A new report from a climate research group suggests that updated policies from major countries have put the targets of the 2015 Paris Climate Agreement within reach.
This good news comes off the back of recent political announcements in Asia, and has climate-focused experts excited of the possibility of more countries following suit and updating their commitments.
The report, from a think tank called Climate Action Tracker, states that if every country which has made a net-zero carbon emissions pledge targeted for 2050 fulfils it, that would be enough to limit warming in this century to 2.1°C, strikingly close to the Paris Agreements made five years past.
Previous estimates have suggested that earlier commitments might create a limit of around 2.7, which is dangerously close to the 3°C threshold where general climate hypothesis suggests many major catastrophic effects would take place.
President-elect Joe Biden seems to want to make carbon emissions a major focus of his administration, and announcements from Japan and South Korea also involve carbon-neutrality by 2050.
Xi Jinping told the UN in June that his country, which recently installed some of the world’s largest renewable energy infrastructure, is aiming for carbon-neutrality by 2060.
“Five years on, it’s clear the Paris Agreement is driving climate action,” said Prof Niklas Höhne of NewClimate Institute, a Climate Action Tracker partner organization.
“The Paris Agreement introduced the goal of global net zero greenhouse gas emissions, and now we’re seeing a wave of countries signing up to it.
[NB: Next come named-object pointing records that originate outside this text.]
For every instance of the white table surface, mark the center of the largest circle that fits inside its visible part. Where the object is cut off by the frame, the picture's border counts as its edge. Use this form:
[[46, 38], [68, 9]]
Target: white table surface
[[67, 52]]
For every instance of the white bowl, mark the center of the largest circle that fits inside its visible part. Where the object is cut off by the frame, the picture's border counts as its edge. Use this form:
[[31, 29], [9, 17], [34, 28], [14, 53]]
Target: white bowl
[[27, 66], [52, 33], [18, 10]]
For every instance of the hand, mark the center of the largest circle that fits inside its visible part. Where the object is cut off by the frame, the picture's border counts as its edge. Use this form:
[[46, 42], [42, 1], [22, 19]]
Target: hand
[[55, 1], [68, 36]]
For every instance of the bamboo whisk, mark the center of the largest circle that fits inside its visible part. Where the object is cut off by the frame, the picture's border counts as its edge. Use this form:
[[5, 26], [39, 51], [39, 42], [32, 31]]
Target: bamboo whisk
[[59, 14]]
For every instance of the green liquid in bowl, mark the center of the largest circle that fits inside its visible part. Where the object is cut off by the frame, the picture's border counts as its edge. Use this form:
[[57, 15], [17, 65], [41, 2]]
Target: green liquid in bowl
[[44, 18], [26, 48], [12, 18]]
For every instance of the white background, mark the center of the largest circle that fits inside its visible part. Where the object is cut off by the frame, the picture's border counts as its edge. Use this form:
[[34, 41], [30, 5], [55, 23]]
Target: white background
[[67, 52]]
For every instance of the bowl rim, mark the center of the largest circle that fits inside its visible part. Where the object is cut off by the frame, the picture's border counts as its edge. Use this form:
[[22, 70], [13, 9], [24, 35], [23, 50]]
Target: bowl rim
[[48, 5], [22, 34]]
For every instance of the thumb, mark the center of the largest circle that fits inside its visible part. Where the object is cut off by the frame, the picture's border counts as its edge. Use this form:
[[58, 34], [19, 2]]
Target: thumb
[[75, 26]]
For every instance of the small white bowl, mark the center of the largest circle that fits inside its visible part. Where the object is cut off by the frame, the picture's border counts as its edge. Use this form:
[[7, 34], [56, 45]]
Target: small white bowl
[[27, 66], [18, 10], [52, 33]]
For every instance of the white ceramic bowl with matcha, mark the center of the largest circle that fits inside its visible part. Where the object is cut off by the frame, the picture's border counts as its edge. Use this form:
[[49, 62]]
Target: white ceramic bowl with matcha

Can anyone really afford to miss catching this wave?”
These are the sorts of commitments from the sorts of countries which organizations like Climate Action Tracker are constantly pushing for. Large carbon producers like China, Japan, and the U.S. can affect real change when they make commitments like this, not only because of their production of carbon, but their significant place as center pieces in world carbon markets like oil, coal, and gas.
Their policy sends out market signals that are important for driving private sector reductions in carbon as well.
“We now have north of 50% of global emissions covered by big countries with a zero emissions by mid-century goal,” said Bill Hare from Climate Analytics, another partner organization.
“When you add all that up, along with what a whole bunch of other countries are doing, then you move the temperature dial from around 2.7C to really quite close to two degrees.”
“It’s still a fair way off from the Paris Agreement target, but it is a really major development,” he told BBC News.